Scarborough's only counter to this vile bigotry was that Taylor was offering "stereotypes that you may not agree with."

This exchange was similar to those on Taylor's previous Scarborough appearance. Buchanan's presence on that program was especially noteworthy, since his most recent book is entirely predicated on arguments from "academic" racists like Taylor and Glayde Whitney, who have been arguing for years that American culture is on the verge of being overwhelmed by nonwhites with no respect for "white America." Indeed, numerous footnotes in The Death of the West cite work by Taylor, Whitney and others of their ilk. And as I noted previously, this was the entire focus of David Duke, the nation's most prominent white supremacist, for most of the 1990s.

But then, this is an act Buchanan has been perfecting for years, transmitting ideas and agendas from the extremist right into the mainstream, ranging from welfare reform to Clinton hatred. Buchanan was even explicit about this once, writing in a 1989 column that, when Duke ran for the Louisiana state legislature and shared a phone with the Klan, national Republican leaders were overreacting to Duke and his Nazi "costume": "Take a hard look at Duke's portfolio of winning issues, and expropriate those not in conflict with GOP principles." Buchanan added that Duke was correct to attack "reverse discrimination against white folks" and crime committed by the "urban underclass." He praised Duke for walking "into the vacuum left when conservative Republicans in the Reagan years were intimidated into shucking off winning social issues." The column concluded: "The GOP is throwing away a winning hand, and David Duke is only the first fellow to pick up the discards."

That is not the case any longer. This strategy is reaching a real, and genuinely dangerous, fruition in the nexus of immigration reform.
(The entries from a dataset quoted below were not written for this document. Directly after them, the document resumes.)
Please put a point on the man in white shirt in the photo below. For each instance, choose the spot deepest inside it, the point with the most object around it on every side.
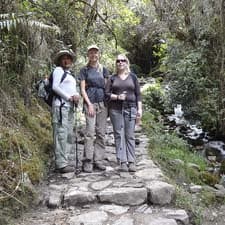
(64, 85)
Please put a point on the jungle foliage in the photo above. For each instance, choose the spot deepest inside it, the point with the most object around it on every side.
(180, 40)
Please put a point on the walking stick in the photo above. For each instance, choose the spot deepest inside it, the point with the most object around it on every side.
(122, 128)
(77, 171)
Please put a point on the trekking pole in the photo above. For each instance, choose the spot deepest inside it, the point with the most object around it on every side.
(77, 171)
(122, 127)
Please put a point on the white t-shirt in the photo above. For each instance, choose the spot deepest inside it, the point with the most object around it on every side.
(65, 89)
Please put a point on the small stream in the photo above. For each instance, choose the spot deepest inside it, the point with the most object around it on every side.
(213, 150)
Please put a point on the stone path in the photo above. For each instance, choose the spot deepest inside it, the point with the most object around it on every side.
(110, 197)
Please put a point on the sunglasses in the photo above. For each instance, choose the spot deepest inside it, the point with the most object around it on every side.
(121, 60)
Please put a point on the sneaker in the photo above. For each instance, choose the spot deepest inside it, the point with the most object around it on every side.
(100, 166)
(88, 167)
(66, 169)
(123, 167)
(132, 167)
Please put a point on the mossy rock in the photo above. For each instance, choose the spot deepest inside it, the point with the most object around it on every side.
(222, 167)
(209, 179)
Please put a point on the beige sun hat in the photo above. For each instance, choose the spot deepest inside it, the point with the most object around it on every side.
(61, 53)
(92, 47)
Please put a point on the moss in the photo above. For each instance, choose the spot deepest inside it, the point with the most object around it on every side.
(209, 179)
(25, 147)
(222, 167)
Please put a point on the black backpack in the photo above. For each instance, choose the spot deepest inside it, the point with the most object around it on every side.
(45, 91)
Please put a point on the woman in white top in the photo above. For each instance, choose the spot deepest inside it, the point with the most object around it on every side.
(64, 86)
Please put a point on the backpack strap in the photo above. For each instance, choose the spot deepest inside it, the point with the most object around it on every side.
(60, 99)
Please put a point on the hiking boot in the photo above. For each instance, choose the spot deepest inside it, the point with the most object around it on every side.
(88, 167)
(100, 166)
(66, 169)
(123, 167)
(132, 167)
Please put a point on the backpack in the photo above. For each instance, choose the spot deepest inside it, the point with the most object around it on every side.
(45, 91)
(112, 78)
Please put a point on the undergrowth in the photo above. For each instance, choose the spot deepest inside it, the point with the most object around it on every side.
(183, 165)
(25, 149)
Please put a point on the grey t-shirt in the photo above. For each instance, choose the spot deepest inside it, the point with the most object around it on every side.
(95, 82)
(117, 86)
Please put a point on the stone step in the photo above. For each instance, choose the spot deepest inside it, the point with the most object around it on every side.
(110, 197)
(108, 214)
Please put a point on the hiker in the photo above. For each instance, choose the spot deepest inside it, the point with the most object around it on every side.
(125, 109)
(63, 108)
(92, 83)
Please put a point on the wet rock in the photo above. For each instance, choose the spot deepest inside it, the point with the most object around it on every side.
(179, 215)
(160, 193)
(76, 197)
(125, 220)
(215, 148)
(114, 209)
(100, 185)
(124, 196)
(89, 218)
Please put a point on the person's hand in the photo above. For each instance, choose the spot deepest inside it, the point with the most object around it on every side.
(91, 111)
(138, 117)
(122, 96)
(139, 113)
(76, 98)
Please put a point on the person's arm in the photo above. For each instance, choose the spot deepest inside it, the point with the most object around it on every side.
(90, 106)
(57, 76)
(138, 98)
(108, 90)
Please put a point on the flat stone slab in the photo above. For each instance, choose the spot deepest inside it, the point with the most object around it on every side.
(160, 193)
(89, 218)
(76, 197)
(124, 196)
(150, 174)
(114, 209)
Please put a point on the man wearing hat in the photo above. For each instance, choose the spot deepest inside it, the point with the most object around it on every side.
(93, 77)
(64, 85)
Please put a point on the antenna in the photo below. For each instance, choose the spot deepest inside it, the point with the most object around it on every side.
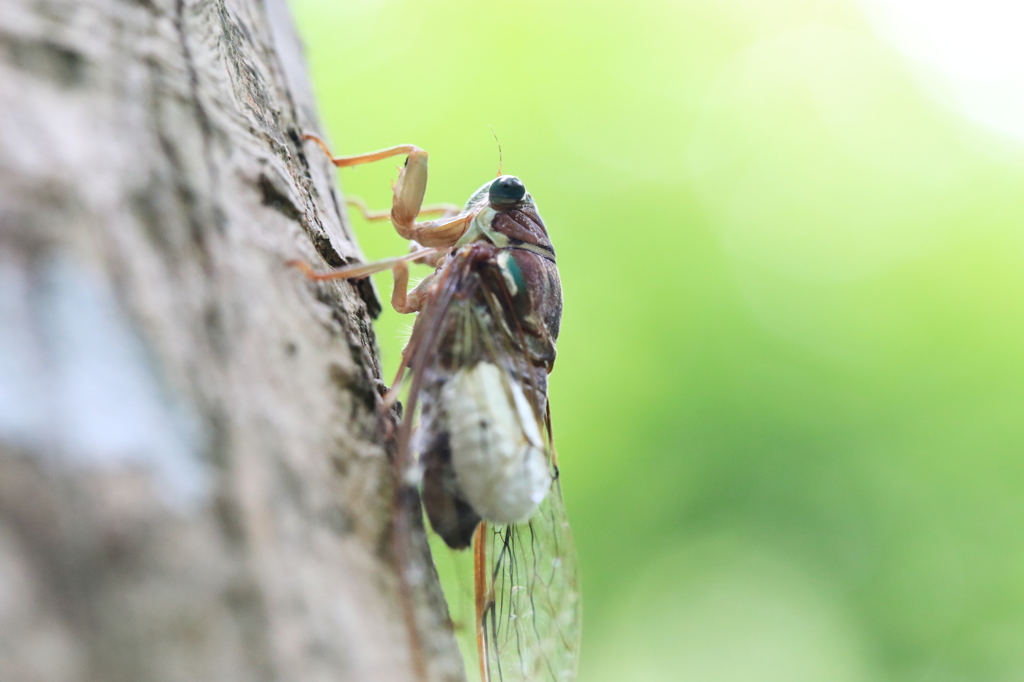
(499, 150)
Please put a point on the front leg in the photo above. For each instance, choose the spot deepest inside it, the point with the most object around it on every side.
(407, 202)
(408, 301)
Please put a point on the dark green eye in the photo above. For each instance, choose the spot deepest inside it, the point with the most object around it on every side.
(506, 190)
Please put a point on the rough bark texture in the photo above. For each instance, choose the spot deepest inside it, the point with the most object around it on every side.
(193, 481)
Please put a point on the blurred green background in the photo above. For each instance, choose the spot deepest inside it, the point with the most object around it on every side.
(790, 388)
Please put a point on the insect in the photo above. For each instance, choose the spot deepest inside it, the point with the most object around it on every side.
(477, 365)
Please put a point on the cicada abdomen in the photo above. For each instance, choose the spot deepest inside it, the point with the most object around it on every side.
(479, 355)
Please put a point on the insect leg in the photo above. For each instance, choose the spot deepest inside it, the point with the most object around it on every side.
(343, 162)
(408, 197)
(406, 302)
(482, 595)
(356, 271)
(373, 216)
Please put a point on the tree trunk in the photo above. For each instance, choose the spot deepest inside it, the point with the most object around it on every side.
(193, 481)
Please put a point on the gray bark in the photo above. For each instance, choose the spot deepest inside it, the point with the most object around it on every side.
(193, 481)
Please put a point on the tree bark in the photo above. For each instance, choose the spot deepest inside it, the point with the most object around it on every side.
(194, 484)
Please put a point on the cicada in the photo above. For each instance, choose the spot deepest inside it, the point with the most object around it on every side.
(482, 453)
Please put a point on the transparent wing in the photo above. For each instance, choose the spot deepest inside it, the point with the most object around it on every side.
(531, 624)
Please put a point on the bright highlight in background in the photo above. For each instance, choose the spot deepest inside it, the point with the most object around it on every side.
(972, 52)
(788, 399)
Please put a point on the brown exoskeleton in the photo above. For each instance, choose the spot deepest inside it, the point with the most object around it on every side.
(479, 354)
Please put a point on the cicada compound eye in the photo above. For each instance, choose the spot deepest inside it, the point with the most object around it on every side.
(506, 190)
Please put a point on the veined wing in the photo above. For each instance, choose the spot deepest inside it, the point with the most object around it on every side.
(531, 620)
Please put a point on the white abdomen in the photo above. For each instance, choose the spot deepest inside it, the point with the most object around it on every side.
(497, 451)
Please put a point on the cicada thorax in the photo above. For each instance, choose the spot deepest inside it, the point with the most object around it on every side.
(482, 382)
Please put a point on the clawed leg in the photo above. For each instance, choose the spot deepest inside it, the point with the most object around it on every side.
(357, 271)
(445, 210)
(408, 200)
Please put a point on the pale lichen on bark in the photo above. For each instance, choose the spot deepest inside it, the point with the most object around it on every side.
(193, 479)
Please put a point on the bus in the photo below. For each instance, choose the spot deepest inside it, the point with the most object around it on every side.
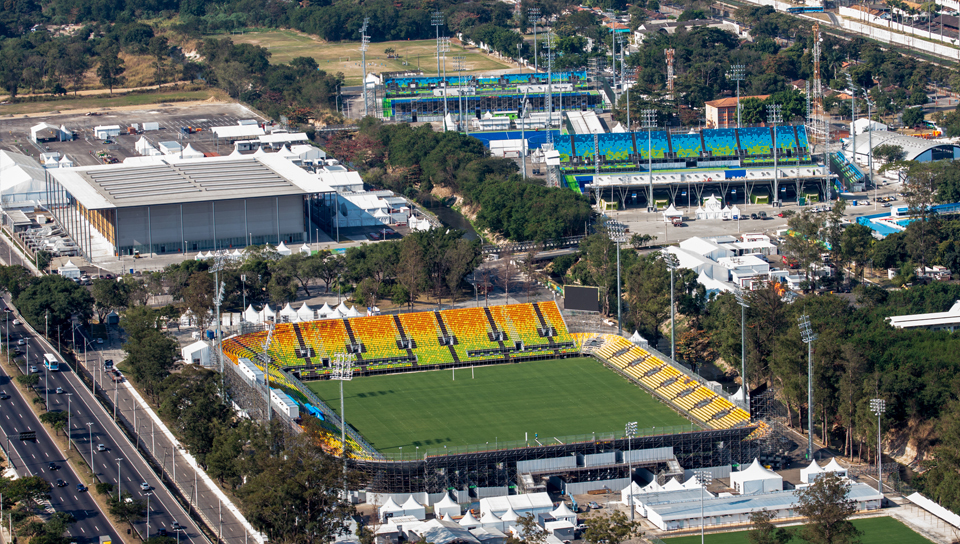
(50, 361)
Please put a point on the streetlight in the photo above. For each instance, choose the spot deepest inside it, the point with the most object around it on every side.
(672, 264)
(737, 73)
(118, 477)
(879, 406)
(616, 230)
(808, 336)
(649, 118)
(742, 301)
(704, 478)
(343, 372)
(630, 430)
(90, 427)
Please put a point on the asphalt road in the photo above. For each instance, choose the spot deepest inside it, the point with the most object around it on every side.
(32, 458)
(84, 409)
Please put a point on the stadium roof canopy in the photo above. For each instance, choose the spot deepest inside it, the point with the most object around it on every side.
(915, 149)
(178, 181)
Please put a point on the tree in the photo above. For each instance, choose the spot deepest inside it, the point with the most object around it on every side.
(53, 300)
(827, 509)
(110, 68)
(765, 532)
(611, 529)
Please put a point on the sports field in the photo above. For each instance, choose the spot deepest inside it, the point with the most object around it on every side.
(554, 398)
(883, 530)
(285, 46)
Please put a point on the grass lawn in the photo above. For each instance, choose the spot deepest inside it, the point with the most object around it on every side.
(344, 57)
(118, 99)
(554, 398)
(883, 530)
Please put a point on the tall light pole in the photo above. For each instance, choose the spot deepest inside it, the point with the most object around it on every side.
(118, 477)
(737, 73)
(672, 264)
(649, 121)
(630, 430)
(808, 336)
(90, 428)
(534, 14)
(879, 406)
(774, 118)
(343, 372)
(364, 44)
(704, 478)
(742, 301)
(616, 230)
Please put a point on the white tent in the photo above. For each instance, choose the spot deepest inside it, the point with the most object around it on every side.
(638, 340)
(469, 522)
(756, 479)
(446, 506)
(491, 520)
(632, 489)
(288, 314)
(197, 353)
(673, 485)
(563, 512)
(509, 517)
(305, 313)
(250, 315)
(413, 508)
(670, 213)
(390, 509)
(69, 270)
(834, 466)
(190, 153)
(811, 473)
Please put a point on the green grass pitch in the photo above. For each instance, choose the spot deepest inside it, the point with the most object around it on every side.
(875, 531)
(554, 398)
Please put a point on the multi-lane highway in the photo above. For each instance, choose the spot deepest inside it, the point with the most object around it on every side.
(117, 461)
(34, 457)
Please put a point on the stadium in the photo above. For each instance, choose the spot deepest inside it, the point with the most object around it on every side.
(438, 382)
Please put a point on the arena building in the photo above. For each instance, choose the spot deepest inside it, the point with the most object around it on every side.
(183, 205)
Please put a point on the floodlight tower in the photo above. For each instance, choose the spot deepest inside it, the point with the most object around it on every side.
(672, 264)
(343, 372)
(630, 429)
(704, 478)
(364, 45)
(774, 118)
(742, 301)
(444, 48)
(806, 332)
(879, 406)
(649, 121)
(534, 14)
(737, 73)
(616, 231)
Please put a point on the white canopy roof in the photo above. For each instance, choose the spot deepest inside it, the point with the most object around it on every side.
(469, 521)
(834, 466)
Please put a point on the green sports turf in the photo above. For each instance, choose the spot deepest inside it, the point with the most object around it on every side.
(553, 398)
(883, 530)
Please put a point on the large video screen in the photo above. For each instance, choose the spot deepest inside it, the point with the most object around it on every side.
(586, 299)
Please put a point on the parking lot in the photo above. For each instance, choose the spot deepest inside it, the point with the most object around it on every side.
(85, 150)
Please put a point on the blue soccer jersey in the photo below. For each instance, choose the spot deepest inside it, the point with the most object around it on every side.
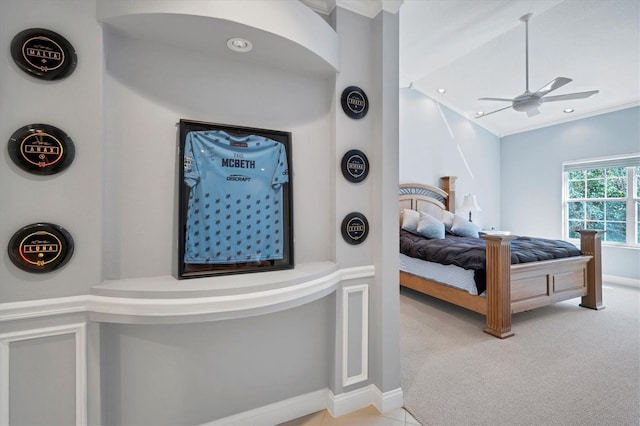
(235, 206)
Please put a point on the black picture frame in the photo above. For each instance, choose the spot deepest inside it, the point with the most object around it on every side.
(235, 206)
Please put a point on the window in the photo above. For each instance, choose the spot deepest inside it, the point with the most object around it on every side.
(603, 194)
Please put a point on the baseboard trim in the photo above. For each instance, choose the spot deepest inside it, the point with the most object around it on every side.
(312, 402)
(628, 282)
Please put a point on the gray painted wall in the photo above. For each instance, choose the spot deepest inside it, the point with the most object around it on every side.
(72, 198)
(196, 373)
(43, 371)
(121, 190)
(532, 176)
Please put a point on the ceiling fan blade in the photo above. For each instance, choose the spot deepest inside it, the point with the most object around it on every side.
(569, 96)
(495, 99)
(553, 85)
(501, 109)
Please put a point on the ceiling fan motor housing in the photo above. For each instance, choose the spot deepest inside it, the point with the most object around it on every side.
(527, 101)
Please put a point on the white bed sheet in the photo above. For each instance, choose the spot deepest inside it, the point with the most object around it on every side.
(450, 275)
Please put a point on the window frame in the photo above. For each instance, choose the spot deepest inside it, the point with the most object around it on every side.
(632, 164)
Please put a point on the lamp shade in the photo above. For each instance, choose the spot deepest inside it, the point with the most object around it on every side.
(469, 203)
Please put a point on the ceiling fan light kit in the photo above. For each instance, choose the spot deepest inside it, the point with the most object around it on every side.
(530, 102)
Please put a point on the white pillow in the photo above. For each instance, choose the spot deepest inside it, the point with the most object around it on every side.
(410, 220)
(430, 227)
(447, 218)
(463, 228)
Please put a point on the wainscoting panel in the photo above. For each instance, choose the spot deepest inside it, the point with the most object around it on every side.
(44, 371)
(355, 334)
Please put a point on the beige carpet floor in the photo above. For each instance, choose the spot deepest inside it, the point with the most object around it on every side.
(565, 365)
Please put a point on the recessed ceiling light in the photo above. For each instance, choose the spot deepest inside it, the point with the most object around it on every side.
(238, 44)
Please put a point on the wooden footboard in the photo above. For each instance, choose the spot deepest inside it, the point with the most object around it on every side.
(525, 286)
(510, 288)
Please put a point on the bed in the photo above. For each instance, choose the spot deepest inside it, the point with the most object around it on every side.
(510, 288)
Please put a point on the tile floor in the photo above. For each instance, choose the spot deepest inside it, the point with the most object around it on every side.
(368, 416)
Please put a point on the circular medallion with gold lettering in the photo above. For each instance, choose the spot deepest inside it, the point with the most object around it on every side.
(355, 166)
(355, 228)
(43, 54)
(41, 149)
(41, 247)
(354, 102)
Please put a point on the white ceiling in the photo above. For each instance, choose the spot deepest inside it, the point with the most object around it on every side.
(476, 48)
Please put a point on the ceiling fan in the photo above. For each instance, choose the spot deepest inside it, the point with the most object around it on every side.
(530, 102)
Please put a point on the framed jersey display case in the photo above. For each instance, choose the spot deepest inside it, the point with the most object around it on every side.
(235, 200)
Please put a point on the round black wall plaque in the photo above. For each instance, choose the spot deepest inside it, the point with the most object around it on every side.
(355, 228)
(40, 247)
(43, 54)
(41, 149)
(355, 166)
(354, 102)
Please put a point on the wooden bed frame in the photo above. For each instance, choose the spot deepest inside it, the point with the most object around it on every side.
(510, 288)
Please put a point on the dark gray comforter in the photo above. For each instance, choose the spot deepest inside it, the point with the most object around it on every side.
(469, 253)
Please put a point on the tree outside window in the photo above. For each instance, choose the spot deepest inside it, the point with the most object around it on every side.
(603, 195)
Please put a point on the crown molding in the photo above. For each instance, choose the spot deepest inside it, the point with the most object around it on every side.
(368, 8)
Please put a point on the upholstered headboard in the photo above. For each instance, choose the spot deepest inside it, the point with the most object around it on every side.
(428, 198)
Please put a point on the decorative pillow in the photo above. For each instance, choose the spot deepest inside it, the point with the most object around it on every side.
(463, 228)
(447, 218)
(430, 227)
(410, 220)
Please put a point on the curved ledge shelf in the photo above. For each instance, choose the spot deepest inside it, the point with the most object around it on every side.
(115, 302)
(286, 35)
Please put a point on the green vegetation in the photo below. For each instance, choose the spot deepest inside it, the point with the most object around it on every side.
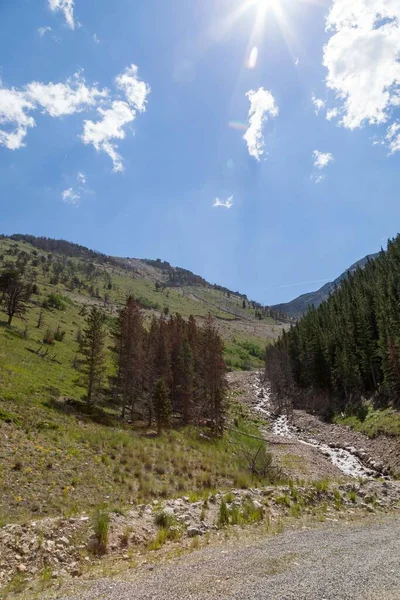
(101, 524)
(348, 349)
(372, 422)
(60, 455)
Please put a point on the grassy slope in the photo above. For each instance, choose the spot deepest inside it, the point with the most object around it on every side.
(373, 422)
(54, 459)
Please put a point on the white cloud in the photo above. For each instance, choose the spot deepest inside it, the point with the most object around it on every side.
(332, 113)
(55, 99)
(74, 96)
(136, 91)
(393, 137)
(59, 99)
(67, 8)
(318, 104)
(228, 203)
(14, 117)
(70, 196)
(317, 179)
(110, 127)
(43, 30)
(262, 104)
(362, 57)
(81, 177)
(322, 159)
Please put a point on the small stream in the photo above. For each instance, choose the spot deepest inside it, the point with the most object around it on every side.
(343, 459)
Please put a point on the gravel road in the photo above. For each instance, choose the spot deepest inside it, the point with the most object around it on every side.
(337, 561)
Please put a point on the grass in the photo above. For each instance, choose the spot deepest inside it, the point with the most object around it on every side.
(58, 458)
(373, 422)
(101, 525)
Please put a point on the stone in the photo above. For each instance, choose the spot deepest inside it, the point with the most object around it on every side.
(193, 531)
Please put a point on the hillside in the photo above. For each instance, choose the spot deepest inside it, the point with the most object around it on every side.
(297, 307)
(86, 277)
(58, 456)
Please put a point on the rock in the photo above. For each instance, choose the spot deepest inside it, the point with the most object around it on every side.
(193, 531)
(64, 541)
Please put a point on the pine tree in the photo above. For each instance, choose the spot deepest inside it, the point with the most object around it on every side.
(184, 382)
(162, 406)
(15, 295)
(92, 347)
(213, 376)
(129, 347)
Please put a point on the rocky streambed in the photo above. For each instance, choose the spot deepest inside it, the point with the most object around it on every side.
(353, 461)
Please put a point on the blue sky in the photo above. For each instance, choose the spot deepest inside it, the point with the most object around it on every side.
(255, 142)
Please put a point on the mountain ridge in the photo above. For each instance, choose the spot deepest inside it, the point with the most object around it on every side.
(298, 306)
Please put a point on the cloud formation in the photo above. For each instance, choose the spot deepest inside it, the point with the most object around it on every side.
(136, 91)
(75, 96)
(54, 99)
(362, 57)
(228, 203)
(393, 137)
(114, 119)
(262, 105)
(43, 30)
(67, 8)
(318, 104)
(70, 196)
(322, 159)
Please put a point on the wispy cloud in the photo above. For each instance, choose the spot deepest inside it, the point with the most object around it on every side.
(135, 90)
(54, 99)
(70, 196)
(262, 105)
(317, 178)
(228, 203)
(109, 127)
(393, 137)
(318, 104)
(81, 177)
(113, 120)
(43, 30)
(322, 159)
(67, 8)
(253, 57)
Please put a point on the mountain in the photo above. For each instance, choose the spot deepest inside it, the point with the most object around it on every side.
(297, 307)
(84, 277)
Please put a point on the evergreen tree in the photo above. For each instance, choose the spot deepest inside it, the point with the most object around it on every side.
(92, 347)
(162, 406)
(15, 295)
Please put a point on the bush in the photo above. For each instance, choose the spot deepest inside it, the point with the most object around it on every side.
(223, 515)
(59, 334)
(48, 337)
(101, 525)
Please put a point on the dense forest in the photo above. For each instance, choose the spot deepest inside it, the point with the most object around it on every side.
(349, 347)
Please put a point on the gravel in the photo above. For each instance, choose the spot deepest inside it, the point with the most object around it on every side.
(337, 561)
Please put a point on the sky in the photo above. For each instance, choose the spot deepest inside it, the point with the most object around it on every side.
(254, 142)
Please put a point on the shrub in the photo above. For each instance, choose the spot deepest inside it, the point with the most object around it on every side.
(48, 337)
(59, 334)
(223, 515)
(57, 301)
(101, 525)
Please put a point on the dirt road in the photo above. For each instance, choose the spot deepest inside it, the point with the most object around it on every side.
(347, 561)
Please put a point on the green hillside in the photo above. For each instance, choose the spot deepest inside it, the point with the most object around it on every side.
(56, 456)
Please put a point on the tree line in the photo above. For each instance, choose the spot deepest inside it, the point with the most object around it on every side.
(349, 347)
(172, 371)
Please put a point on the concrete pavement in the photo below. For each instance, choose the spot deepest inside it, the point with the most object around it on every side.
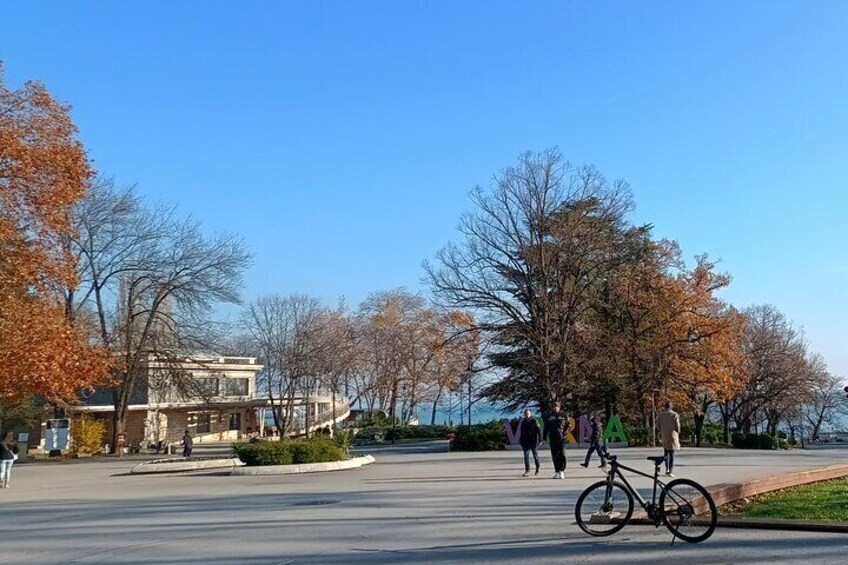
(417, 504)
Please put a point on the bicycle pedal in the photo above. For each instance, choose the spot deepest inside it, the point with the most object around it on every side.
(604, 518)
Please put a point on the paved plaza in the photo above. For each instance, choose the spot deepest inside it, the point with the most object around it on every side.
(417, 504)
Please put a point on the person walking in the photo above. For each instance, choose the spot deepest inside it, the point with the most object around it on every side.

As the Scarborough episodes suggest, this nexus means a real empowerment of white supremacists, since not only are they gaining real influence within the mainstream, but they are being accorded treatment that makes their radical beliefs out to be ordinary, acceptable and even the best policy for America.

Fortunately, the Bush administration to date continues to align itself with the corporatist element that, for its own reasons, has long resisted the Nativist element in American society. But as the ideological anti-immigrant right gains in power, influence and real numbers, this bulwark -- not particularly great in the first place -- is in real danger of crumbling.